In [11]:
import gymnasium as gym
import torch
import torch.nn as nn
import torch.nn.functional as F
import torch.optim as optim
import numpy as np
from collections import deque
import random
import copy
import os

# Set a random seed for reproducibility
SEED = 0
torch.manual_seed(SEED)
np_random_seed = np.random.RandomState(SEED) # Use RandomState for consistent numpy randomness
random.seed(SEED)

# Define the device for training (GPU if available, else CPU)
DEVICE = torch.device("cuda" if torch.cuda.is_available() else "cpu")

# 1. Network Definitions (Actor and Critic)
class Actor(nn.Module):
    """Actor network to map states to actions."""
    def __init__(self, state_dim, action_dim, max_action):
        super(Actor, self).__init__()
        self.max_action = max_action
        
        # Define the layers of the actor network
        self.l1 = nn.Linear(state_dim, 256)
        self.l2 = nn.Linear(256, 256)
        self.l3 = nn.Linear(256, action_dim)

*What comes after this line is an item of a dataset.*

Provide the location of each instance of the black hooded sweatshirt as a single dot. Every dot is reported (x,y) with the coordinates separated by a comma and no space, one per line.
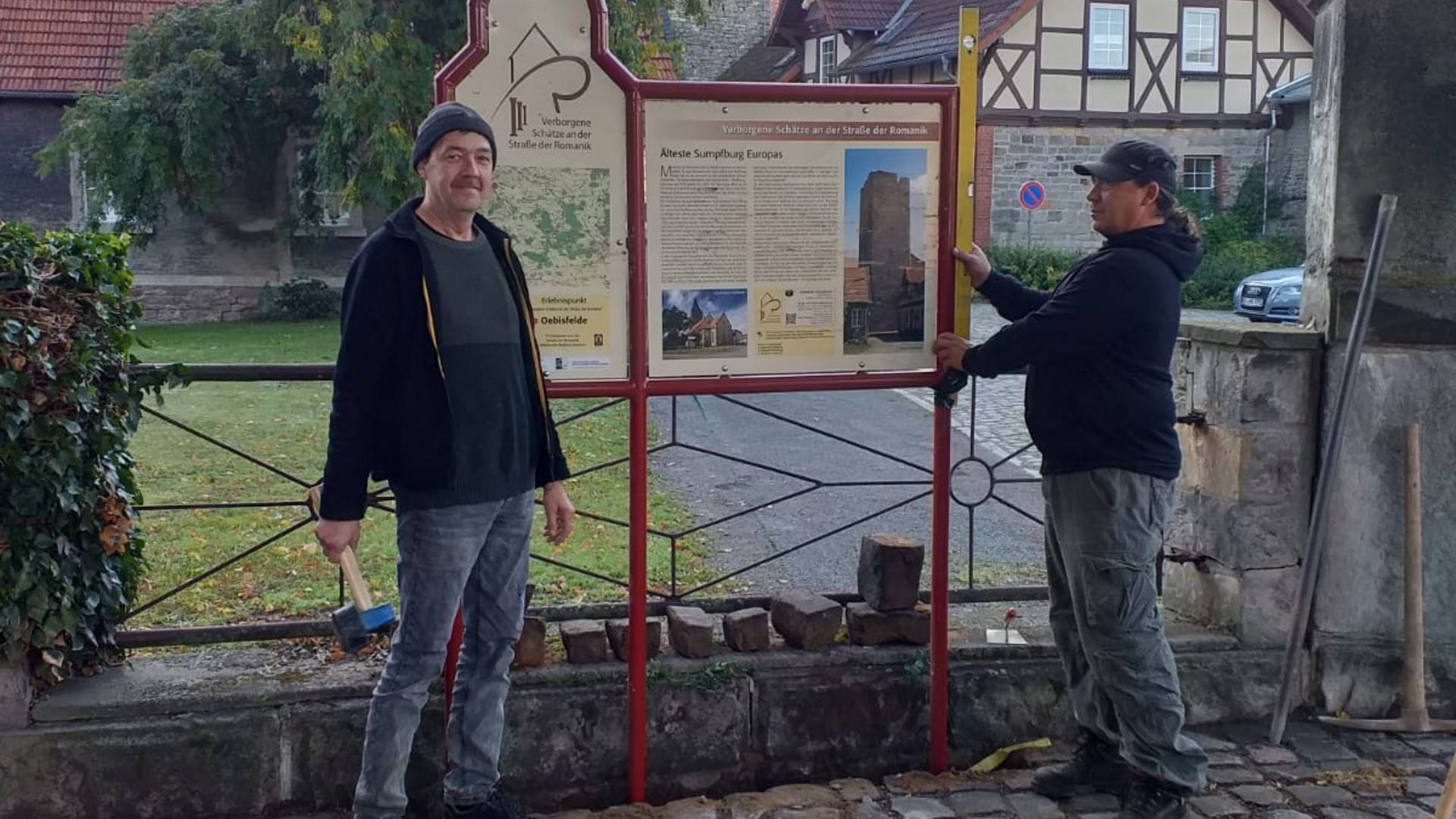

    def forward(self, state):
        """Forward pass through the actor network."""
        x = F.relu(self.l1(state)) # First layer with ReLU activation
        x = F.relu(self.l2(x)) # Second layer with ReLU activation
        # The output is scaled by max_action and passed through tanh to constrain actions
        return self.max_action * torch.tanh(self.l3(x))

class Critic(nn.Module):
    """Critic network to estimate Q-values for a given state-action pair."""
    def __init__(self, state_dim, action_dim):
        super(Critic, self).__init__()
        
        # Define the layers of the critic network
        # Input includes both state and action dimensions
        self.l1 = nn.Linear(state_dim + action_dim, 256)
        self.l2 = nn.Linear(256, 256)
        self.l3 = nn.Linear(256, 1) # Output is a single Q-value

    def forward(self, state, action):
        """Forward pass through the critic network."""
        # Concatenate state and action tensors
        state_action = torch.cat([state, action], 1)
        
        x = F.relu(self.l1(state_action)) # First layer with ReLU activation
        x = F.relu(self.l2(x)) # Second layer with ReLU activation
        return self.l3(x) # Output the Q-value

# 2. Replay Buffer
class ReplayBuffer:
    """A buffer to store and sample past experiences."""
    def __init__(self, capacity):
        self.buffer = deque(maxlen=capacity) # Use deque for efficient appending/popping

    def push(self, transition):
        """Adds a new transition to the buffer."""
        self.buffer.append(transition)

    def sample(self, batch_size):
        """Samples a random batch of transitions from the buffer."""
        # If the buffer is smaller than batch_size, sample all available transitions
        batch_size = min(batch_size, len(self.buffer))
        # Ensure we don't try to sample if the buffer is empty
        if batch_size == 0:
            return []
        return random.sample(self.buffer, batch_size)

    def __len__(self):
        """Returns the current size of the buffer."""
        return len(self.buffer)

# 3. Ornstein-Uhlenbeck Noise for Exploration
class OUNoise:
    """
    Ornstein-Uhlenbeck process.
    Used for exploration in continuous action spaces.
    It generates temporally correlated noise, helping the agent explore smoothly.
    """
    def __init__(self, action_dim, mu=0.0, theta=0.15, sigma=0.3): # Increased sigma
        self.action_dim = action_dim
        self.mu = mu # Mean of the noise
        self.theta = theta # Rate of mean reversion
        self.sigma = sigma # Volatility of the noise
        self.reset()

    def reset(self):
        """Reset the internal state (noise) to mean (mu)."""
        self.state = copy.deepcopy(self.mu)

    def sample(self):
        """Update internal state and return it as a noise sample."""
        x = self.state
        # Calculate dx based on the OU process formula
        dx = self.theta * (self.mu - x) + self.sigma * np_random_seed.randn(self.action_dim)
        self.state = x + dx
        return self.state

# 4. DDPG Agent
class DDPG:
    """The DDPG agent that manages the actor-critic networks and the learning process."""
    def __init__(self, state_dim, action_dim, max_action):
        self.device = DEVICE

        # Main networks (Actor and Critic)
        self.actor = Actor(state_dim, action_dim, max_action).to(self.device)
        self.critic = Critic(state_dim, action_dim).to(self.device)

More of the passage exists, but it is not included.